Linear regulators use an internal transistor to control the output voltage. That transistor needs some headroom—you can’t get 5-V output with a 5.01-V input. That headroom is also called dropout. Hence, a low-dropout linear regulator can provide a regulated output even when the input voltage sags or is very close to your desired output voltage.
There are many specs to consider—input voltage range, output transient response, and output noise—but a fundamental spec you first need to ensure is adequate output current. Some LDOs produce a few milliamps of output, where others can supply 5 A. A regulator that produces more output current also needs a larger dropout voltage in order to work. The following positive-output parts have a low dropout as well has high output current.
1. The LT3070 from Analog Devices has 5-A output with 0.15-V maximum dropout. Maximum input is 3 V; output voltage is adjustable from 0.8 to 1.8 V.

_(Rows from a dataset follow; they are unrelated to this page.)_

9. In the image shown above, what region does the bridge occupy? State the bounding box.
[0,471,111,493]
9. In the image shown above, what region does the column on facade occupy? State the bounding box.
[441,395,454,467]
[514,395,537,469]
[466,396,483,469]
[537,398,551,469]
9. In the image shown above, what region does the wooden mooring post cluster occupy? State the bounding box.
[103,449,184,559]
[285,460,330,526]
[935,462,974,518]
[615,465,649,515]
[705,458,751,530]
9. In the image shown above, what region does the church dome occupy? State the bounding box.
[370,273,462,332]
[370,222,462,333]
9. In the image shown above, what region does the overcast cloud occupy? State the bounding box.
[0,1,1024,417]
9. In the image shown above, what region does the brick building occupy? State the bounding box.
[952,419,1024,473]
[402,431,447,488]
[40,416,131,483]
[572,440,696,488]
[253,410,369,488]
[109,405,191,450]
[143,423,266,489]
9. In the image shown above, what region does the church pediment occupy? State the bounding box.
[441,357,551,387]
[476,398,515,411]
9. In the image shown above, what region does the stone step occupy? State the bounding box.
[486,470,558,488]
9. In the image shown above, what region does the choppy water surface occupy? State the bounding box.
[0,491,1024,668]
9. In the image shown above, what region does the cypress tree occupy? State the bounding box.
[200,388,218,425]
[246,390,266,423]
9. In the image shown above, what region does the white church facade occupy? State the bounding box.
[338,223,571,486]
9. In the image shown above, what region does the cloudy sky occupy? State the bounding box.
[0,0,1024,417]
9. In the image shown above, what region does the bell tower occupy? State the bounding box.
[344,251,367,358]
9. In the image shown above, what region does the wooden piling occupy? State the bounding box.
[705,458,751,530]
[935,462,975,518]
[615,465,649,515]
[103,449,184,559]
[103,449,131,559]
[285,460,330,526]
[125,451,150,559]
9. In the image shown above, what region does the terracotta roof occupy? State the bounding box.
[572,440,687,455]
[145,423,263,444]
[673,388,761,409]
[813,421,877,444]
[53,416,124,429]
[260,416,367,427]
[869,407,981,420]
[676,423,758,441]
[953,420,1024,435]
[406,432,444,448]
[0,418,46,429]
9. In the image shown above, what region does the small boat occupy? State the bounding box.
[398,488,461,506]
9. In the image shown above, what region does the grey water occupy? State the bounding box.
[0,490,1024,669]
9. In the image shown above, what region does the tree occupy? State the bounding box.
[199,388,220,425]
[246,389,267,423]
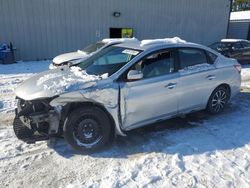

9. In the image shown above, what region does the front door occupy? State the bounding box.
[120,50,179,130]
[178,48,217,113]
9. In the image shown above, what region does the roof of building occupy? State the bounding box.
[230,10,250,21]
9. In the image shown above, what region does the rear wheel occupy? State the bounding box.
[207,86,230,114]
[63,107,111,152]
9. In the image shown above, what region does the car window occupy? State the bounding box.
[179,49,208,69]
[132,51,174,78]
[78,46,141,76]
[232,42,242,50]
[81,42,105,54]
[207,52,218,64]
[210,42,232,51]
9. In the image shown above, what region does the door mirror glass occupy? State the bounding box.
[127,70,143,80]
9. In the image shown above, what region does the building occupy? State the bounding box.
[228,11,250,40]
[0,0,230,60]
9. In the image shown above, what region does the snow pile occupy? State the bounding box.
[37,66,108,95]
[141,37,186,46]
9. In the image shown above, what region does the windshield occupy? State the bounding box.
[78,46,141,76]
[81,42,106,54]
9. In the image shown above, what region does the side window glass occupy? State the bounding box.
[133,51,174,78]
[232,42,242,50]
[179,49,208,69]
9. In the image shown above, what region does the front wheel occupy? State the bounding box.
[63,106,111,153]
[207,86,230,114]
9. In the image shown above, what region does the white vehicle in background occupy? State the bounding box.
[49,38,138,69]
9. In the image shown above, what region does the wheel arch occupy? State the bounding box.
[60,101,116,136]
[206,83,231,107]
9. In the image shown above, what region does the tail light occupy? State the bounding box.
[234,65,241,73]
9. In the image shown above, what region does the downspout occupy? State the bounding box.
[226,0,233,38]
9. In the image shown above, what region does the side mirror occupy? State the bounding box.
[127,70,143,80]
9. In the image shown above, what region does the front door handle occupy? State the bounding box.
[165,83,177,89]
[206,75,216,80]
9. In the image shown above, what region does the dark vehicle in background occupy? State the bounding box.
[209,39,250,64]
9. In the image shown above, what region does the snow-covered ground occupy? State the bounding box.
[0,61,250,188]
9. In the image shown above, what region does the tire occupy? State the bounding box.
[63,106,112,153]
[207,86,230,114]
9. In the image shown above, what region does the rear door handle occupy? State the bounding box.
[206,75,216,80]
[165,83,177,89]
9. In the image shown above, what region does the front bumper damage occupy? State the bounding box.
[13,99,61,143]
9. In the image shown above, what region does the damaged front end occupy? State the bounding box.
[13,98,61,143]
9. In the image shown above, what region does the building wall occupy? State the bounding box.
[0,0,230,60]
[228,20,250,39]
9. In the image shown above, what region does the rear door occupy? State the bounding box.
[178,48,216,113]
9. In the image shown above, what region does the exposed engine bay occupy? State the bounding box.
[13,98,61,143]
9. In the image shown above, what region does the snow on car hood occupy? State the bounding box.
[15,67,108,100]
[53,50,88,65]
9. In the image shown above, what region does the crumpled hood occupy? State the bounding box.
[15,67,107,100]
[53,50,88,65]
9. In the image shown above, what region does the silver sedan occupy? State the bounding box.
[13,38,241,152]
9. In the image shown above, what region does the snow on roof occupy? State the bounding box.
[141,37,186,46]
[221,39,245,42]
[230,10,250,20]
[102,37,139,43]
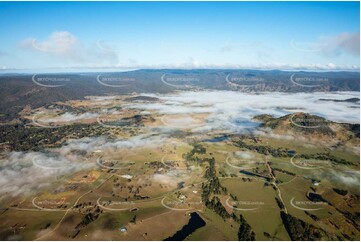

2. The MIC69502 from Microchip Technology has 5-A output with 0.5-V maximum dropout. Maximum input is 5.5 V; output voltage is adjustable from 0.5 to 5.5 V.
3. The TPS756 from Texas Instruments has 5-A output with 0.5-V maximum dropout. Maximum input is 5.5 V; output voltage is 1.5, 1.8, 2.5, and 3.3 V, as well as a 1.22- to 3.3-V adjustable output part.
4. The SPX1585 from MaxLinear has 5-A output with 1.2-V maximum dropout. Maximum input is 10 V; output voltage is 1.5, 2.5, and 3.3 V or 1.27- to 8.8-V adjustable output part.
5. The AP1084 from Diodes Inc. has 5-A output with 1.4-V maximum dropout. Maximum input is 12 V, output voltage is 1.25 to 10.6 V.
If you need a lot of current to feed your next circuit design, be sure to check out these parts.